About Dr. Derek Feuquay
Dr. Feuquay was named Northern Arizona Healthcare’s chief medical officer in 2019. Dr. Feuquay joined NAH in 2009 as an internal medicine hospitalist at Flagstaff Medical Center before becoming medical director of hospitalist medicine at FMC in 2011. In 2018, he became the NAH physician advisor. In each of his positions, he has served as a leader and role model for the physician community.

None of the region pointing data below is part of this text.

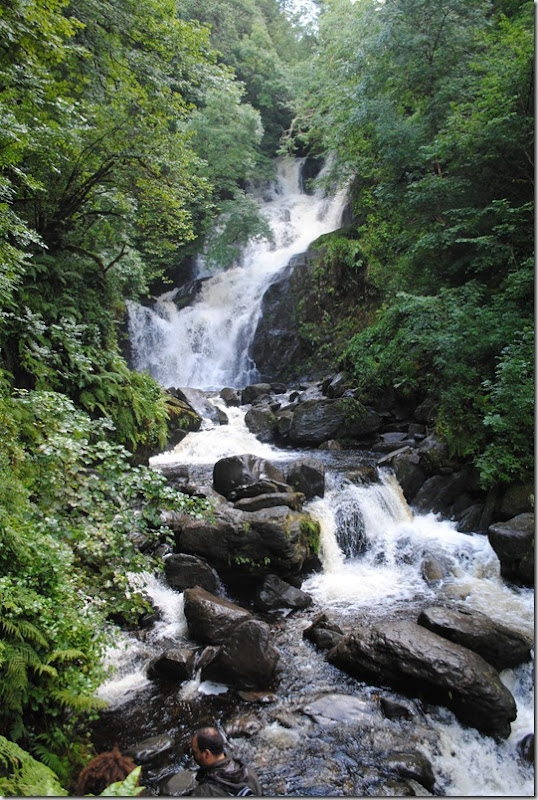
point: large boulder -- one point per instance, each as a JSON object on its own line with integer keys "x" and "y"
{"x": 183, "y": 571}
{"x": 318, "y": 420}
{"x": 246, "y": 655}
{"x": 497, "y": 644}
{"x": 247, "y": 658}
{"x": 234, "y": 471}
{"x": 417, "y": 661}
{"x": 249, "y": 543}
{"x": 276, "y": 594}
{"x": 211, "y": 619}
{"x": 513, "y": 542}
{"x": 307, "y": 475}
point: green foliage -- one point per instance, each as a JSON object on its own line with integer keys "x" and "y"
{"x": 70, "y": 553}
{"x": 125, "y": 788}
{"x": 24, "y": 776}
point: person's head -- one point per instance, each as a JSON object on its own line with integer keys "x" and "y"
{"x": 207, "y": 746}
{"x": 104, "y": 769}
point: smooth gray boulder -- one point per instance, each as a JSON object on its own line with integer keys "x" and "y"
{"x": 497, "y": 644}
{"x": 183, "y": 571}
{"x": 276, "y": 594}
{"x": 318, "y": 420}
{"x": 513, "y": 542}
{"x": 233, "y": 471}
{"x": 413, "y": 659}
{"x": 211, "y": 619}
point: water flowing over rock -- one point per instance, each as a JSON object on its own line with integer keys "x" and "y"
{"x": 497, "y": 644}
{"x": 416, "y": 660}
{"x": 513, "y": 541}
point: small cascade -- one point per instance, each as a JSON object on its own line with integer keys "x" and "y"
{"x": 206, "y": 345}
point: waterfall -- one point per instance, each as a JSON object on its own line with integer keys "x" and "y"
{"x": 372, "y": 551}
{"x": 206, "y": 345}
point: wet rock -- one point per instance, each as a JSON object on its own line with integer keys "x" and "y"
{"x": 410, "y": 765}
{"x": 307, "y": 475}
{"x": 239, "y": 544}
{"x": 293, "y": 500}
{"x": 497, "y": 644}
{"x": 513, "y": 542}
{"x": 343, "y": 708}
{"x": 434, "y": 568}
{"x": 211, "y": 619}
{"x": 247, "y": 657}
{"x": 243, "y": 725}
{"x": 233, "y": 471}
{"x": 323, "y": 633}
{"x": 261, "y": 422}
{"x": 254, "y": 391}
{"x": 409, "y": 473}
{"x": 230, "y": 396}
{"x": 409, "y": 657}
{"x": 197, "y": 400}
{"x": 318, "y": 420}
{"x": 525, "y": 748}
{"x": 148, "y": 749}
{"x": 263, "y": 698}
{"x": 398, "y": 707}
{"x": 183, "y": 571}
{"x": 179, "y": 784}
{"x": 276, "y": 594}
{"x": 175, "y": 664}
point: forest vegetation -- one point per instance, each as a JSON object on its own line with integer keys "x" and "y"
{"x": 128, "y": 128}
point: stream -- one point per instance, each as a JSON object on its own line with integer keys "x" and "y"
{"x": 321, "y": 733}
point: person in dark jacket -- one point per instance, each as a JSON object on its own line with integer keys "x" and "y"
{"x": 220, "y": 775}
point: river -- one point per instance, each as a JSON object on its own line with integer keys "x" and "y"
{"x": 372, "y": 547}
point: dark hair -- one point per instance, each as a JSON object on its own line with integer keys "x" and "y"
{"x": 104, "y": 769}
{"x": 210, "y": 739}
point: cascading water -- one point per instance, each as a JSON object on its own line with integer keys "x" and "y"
{"x": 372, "y": 548}
{"x": 206, "y": 345}
{"x": 372, "y": 552}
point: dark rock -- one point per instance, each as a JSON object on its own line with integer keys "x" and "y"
{"x": 148, "y": 749}
{"x": 247, "y": 656}
{"x": 260, "y": 487}
{"x": 398, "y": 708}
{"x": 197, "y": 400}
{"x": 261, "y": 422}
{"x": 434, "y": 568}
{"x": 513, "y": 542}
{"x": 293, "y": 500}
{"x": 276, "y": 594}
{"x": 323, "y": 633}
{"x": 516, "y": 500}
{"x": 496, "y": 643}
{"x": 230, "y": 396}
{"x": 255, "y": 391}
{"x": 413, "y": 659}
{"x": 211, "y": 619}
{"x": 183, "y": 571}
{"x": 319, "y": 420}
{"x": 239, "y": 544}
{"x": 410, "y": 765}
{"x": 526, "y": 748}
{"x": 175, "y": 664}
{"x": 307, "y": 475}
{"x": 234, "y": 471}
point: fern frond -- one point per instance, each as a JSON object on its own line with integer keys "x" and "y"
{"x": 27, "y": 777}
{"x": 78, "y": 702}
{"x": 64, "y": 655}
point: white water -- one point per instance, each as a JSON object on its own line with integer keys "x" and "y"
{"x": 372, "y": 545}
{"x": 206, "y": 345}
{"x": 382, "y": 579}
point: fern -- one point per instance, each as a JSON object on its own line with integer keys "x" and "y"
{"x": 21, "y": 775}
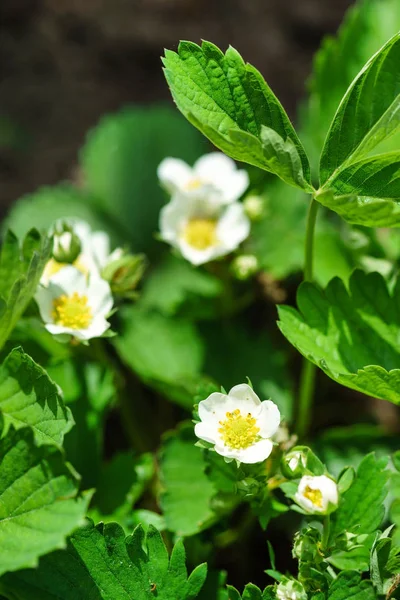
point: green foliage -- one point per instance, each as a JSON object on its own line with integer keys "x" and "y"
{"x": 49, "y": 204}
{"x": 375, "y": 177}
{"x": 184, "y": 289}
{"x": 352, "y": 335}
{"x": 369, "y": 212}
{"x": 29, "y": 397}
{"x": 349, "y": 585}
{"x": 123, "y": 182}
{"x": 20, "y": 272}
{"x": 278, "y": 238}
{"x": 166, "y": 353}
{"x": 230, "y": 102}
{"x": 186, "y": 492}
{"x": 100, "y": 563}
{"x": 361, "y": 509}
{"x": 366, "y": 27}
{"x": 368, "y": 113}
{"x": 39, "y": 502}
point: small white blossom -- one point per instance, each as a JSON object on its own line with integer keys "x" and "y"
{"x": 317, "y": 494}
{"x": 238, "y": 424}
{"x": 75, "y": 304}
{"x": 202, "y": 228}
{"x": 213, "y": 171}
{"x": 94, "y": 254}
{"x": 254, "y": 207}
{"x": 290, "y": 590}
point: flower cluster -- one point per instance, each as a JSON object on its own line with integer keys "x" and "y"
{"x": 204, "y": 219}
{"x": 75, "y": 294}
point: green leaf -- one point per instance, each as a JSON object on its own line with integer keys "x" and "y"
{"x": 358, "y": 210}
{"x": 39, "y": 505}
{"x": 100, "y": 563}
{"x": 123, "y": 182}
{"x": 361, "y": 509}
{"x": 376, "y": 177}
{"x": 166, "y": 353}
{"x": 20, "y": 272}
{"x": 251, "y": 592}
{"x": 120, "y": 484}
{"x": 184, "y": 289}
{"x": 29, "y": 397}
{"x": 278, "y": 238}
{"x": 348, "y": 585}
{"x": 367, "y": 26}
{"x": 230, "y": 103}
{"x": 352, "y": 335}
{"x": 235, "y": 351}
{"x": 355, "y": 559}
{"x": 94, "y": 391}
{"x": 186, "y": 490}
{"x": 369, "y": 113}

Dr. Feuquay earned his medical degree at the University of Arizona School of Medicine in Tucson, Ariz., and completed his internal medicine internship and residency at Oregon Health & Science University in Portland. Oregon. He earned his bachelor’s degree in business administration from the University of Arizona.
About Jake Lansburg
Jake Lansburg joined Northern Arizona Healthcare in March 2020. He is currently the System Vice President of Care Transformation & Effectiveness with executive oversight of organizational clinical performance, Quality and safety, Infection Prevention, Care Transformation and improvement, Research, Data & Analytics, and Care Coordination. Prior to joining NAH, Jake was an executive at Banner University Medical Center — Phoenix campus where he led clinical, operational, and financial improvements for the Academic Medical Division to achieve Top 100 recognition from IBM Watson and national recognition from U.S. News and World Report Top 50 specialties for five service lines.
Jake earned his bachelor’s degree in Biopsychology & Statistics from Arizona State University and his master’s degree in business administration from the W.P. Carey School of Business at Arizona State University. He is a member of the American College of Healthcare Executives and a Lean Six-Sigma black belt.